Thursday, June 22, 2017

The Resurrection and the Rose: A Reflection on Luke 20: 27-40

“The sons of this age marry and are given in marriage, 35 but those who are considered worthy to attain to that age and to the resurrection from the dead neither marry nor are given in marriage, 36 for they cannot die anymore, because they are equal to angels and are sons of God, being sons of the resurrection. 37 But that the dead are raised, even Moses showed, in the passage about the bush, where he calls the Lord the God of Abraham and the God of Isaac and the God of Jacob. 38 Now he is not God of the dead, but of the living, for all live to him.”

If this rose is history, then the term “biology” is a thorn, and the flower is reproductive offspring. The genealogy of Jesus (Matthew 1, Luke 3) is here the ancient root of this flower that, along the way, came to be reduced to “biology.” Here, reproduction is necessary, and necessity is that which is inevitable. In other words, necessity is death of the flower, and "biology" drives us to reproduce new seed. In our culture, sexuality and marriage tend to get explained away with "biology." Scriptural genealogy narratives, on the other hand, put that in a larger and different narrative. It's the narrative of the God who is Life.

If this rose is you and your lover, then the flower is the kiss of Jacob and Rachel (Genesis 29: 11). Here, our desire for union is a root nourished by the God who is and brings life. Also here, however, romanticism is a thorn in the side of marriage as a dominant cultural reason and hope for marriage. In our culture, what drives our sexuality and our marriages tends to hope or expect to be falsely fulfilled in romance. In the larger scriptural narrative, Jacob wept when he kissed Rachel, but that wasn't the driving force of the story. It's the story of the God who unifies.

If this rose is Jesus, then the living flower is the union of heaven and earth (Revelation 21: 1-5, 1 Corinthians 15: 28, Colossians 1: 15-23, 3: 5-11). Here, divorce is the thorn present as a sign that history is incomplete. Of course, then, marriage union is a sign of union between Christ and church. Here, the unseen roots nourish our desire for the reconciliation of all things that is embodied in the God who is and brings Life. In our culture, we tend to imagine that eternal life is basically just like life "in this age" except longer lasting. So, we also tend to imagine that our current ways of living involving things like work and marriage will simply continue but extend on through infinity, maybe with some doxological interludes. Successful marriage, however, is a mere budding heading towards an unimaginably beautiful eternal flowering that eclipses our current idea of the union of two separate things - the same way Christ fulfilled but eclipsed Torah.

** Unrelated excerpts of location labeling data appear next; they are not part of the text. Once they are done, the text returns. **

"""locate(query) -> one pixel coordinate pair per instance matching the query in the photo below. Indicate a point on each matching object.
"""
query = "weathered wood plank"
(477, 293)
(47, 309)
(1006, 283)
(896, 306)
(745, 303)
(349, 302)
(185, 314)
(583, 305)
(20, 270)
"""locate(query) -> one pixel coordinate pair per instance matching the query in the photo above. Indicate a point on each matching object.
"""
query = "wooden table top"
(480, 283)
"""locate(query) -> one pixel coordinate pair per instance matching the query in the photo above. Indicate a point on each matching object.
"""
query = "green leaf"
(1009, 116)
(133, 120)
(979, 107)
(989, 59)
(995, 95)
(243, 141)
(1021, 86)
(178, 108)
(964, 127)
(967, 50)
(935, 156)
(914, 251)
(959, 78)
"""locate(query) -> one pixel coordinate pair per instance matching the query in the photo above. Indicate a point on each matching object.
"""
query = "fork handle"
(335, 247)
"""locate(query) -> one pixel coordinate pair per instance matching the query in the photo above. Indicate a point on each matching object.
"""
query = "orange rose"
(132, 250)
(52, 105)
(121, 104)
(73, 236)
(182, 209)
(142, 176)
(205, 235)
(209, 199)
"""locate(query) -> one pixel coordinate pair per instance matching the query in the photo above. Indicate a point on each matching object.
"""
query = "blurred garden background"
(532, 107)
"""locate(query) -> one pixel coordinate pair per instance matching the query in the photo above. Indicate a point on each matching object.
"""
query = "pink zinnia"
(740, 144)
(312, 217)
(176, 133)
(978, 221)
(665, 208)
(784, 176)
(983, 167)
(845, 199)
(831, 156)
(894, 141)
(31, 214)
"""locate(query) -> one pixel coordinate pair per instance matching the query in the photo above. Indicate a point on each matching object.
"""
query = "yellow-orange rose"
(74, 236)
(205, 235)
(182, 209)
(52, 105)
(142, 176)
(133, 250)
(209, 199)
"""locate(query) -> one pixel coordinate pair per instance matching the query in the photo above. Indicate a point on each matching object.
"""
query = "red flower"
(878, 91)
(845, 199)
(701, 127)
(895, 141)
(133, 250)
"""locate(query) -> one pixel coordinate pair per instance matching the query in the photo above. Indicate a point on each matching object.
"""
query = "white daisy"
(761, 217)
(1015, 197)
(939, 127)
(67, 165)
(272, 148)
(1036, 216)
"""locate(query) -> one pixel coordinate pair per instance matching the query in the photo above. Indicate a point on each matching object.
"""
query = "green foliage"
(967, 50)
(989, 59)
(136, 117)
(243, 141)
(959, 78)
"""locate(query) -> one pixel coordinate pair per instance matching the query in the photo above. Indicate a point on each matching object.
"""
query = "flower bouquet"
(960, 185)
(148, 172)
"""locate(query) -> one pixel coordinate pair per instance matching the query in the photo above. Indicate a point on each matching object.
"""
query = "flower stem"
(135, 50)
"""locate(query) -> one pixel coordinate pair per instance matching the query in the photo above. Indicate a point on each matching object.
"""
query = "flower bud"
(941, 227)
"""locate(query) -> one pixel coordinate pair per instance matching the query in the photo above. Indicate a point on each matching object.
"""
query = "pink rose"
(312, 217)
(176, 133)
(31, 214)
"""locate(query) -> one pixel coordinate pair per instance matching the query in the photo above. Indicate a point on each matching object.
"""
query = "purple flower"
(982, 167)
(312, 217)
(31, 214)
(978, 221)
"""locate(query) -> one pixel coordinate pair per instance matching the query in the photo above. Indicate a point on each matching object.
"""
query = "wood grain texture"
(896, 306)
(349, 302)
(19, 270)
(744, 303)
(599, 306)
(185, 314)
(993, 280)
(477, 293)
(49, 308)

Here’s the thing – they’re all three the same flower. They can't be compartmentalized; they all lead, point to, and are fed by Life.

Jesus is the turning point and climax of history. There is no need for a sexual climax where such letting go of the boundaries of self and control imitates death to bring forth the life of another when Life is already completely and unendingly fulfilled here and now rather than apparently budding. Reproduction is unnecessary when death is no longer inevitable. Jesus reveals that the end of history doesn't depend on whether or not humans continue in marriage, because death is not the end of history. And, the union of things is why things that are separate while death still reigns desire erotically to be together pointing and striving towards Life (this includes heaven and earth). There is no more romance when its desire is fulfilled. When the two are joined, there is no more Eros and, therefore, no more marriage. As the last man, the fulfillment of what man means, Jesus fulfills Genesis 2: 21-25. In Jesus - whose Word is this response to the Saducees and who is the Word of Life – is the union of all things.